Five Lessons from Clippy's Failure - nahuakang
https://medium.com/twentybn/5-lessons-from-clippys-failure-efc69297eac1
======
smush
Yay, an F5bot alert on Clippy that actually is about the MS Office character!

I wish the MS Agent technology was still around. You could create a character,
give it some animations, then feed it to, say, MASH, the Microsoft Agent
Scripting Helper, and it would render the character on screen.

I once used it in middle school to give a short survey, where Merlin asked 5
questions about class or somesuch while 'writing the answers down'.

One of the big deals with these agents is that MS Office didn't DO anything
with them.
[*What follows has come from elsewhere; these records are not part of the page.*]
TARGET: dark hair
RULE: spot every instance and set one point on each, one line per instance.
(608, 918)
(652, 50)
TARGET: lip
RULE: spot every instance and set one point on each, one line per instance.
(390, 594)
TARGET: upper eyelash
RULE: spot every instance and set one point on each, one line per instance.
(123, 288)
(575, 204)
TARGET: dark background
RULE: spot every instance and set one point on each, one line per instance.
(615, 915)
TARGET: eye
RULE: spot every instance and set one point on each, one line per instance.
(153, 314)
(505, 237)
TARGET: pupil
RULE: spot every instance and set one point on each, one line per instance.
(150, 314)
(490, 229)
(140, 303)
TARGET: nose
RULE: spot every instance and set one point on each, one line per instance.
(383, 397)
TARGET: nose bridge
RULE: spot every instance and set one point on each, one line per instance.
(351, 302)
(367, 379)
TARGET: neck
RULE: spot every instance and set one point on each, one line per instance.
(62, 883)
They had all of these animations and capabilities but unless you
followed a rigid process (open new doc, type Dear, press enter), it would not
trigger any agent reactions.

If it were easy to create a macro involving the agents to start a survey or
'agent-hosted guided wizard', the feature might have been more used in the LOB
applications of the day.

Then again, easily defining actions or surveys is the main thing that stops
current AI voice assistants from being more useful than, say, an internet
connected Dragon Dictate with predefined scripts.

Hopefully Almond and Snips fix the latter problem long term.

------
nahuakang
Well, it's time we pay Clippy some proper attention, but probably more to
learn from his failed career so that we can build better products!

------
PeterCorless
There should never have been a Clippy.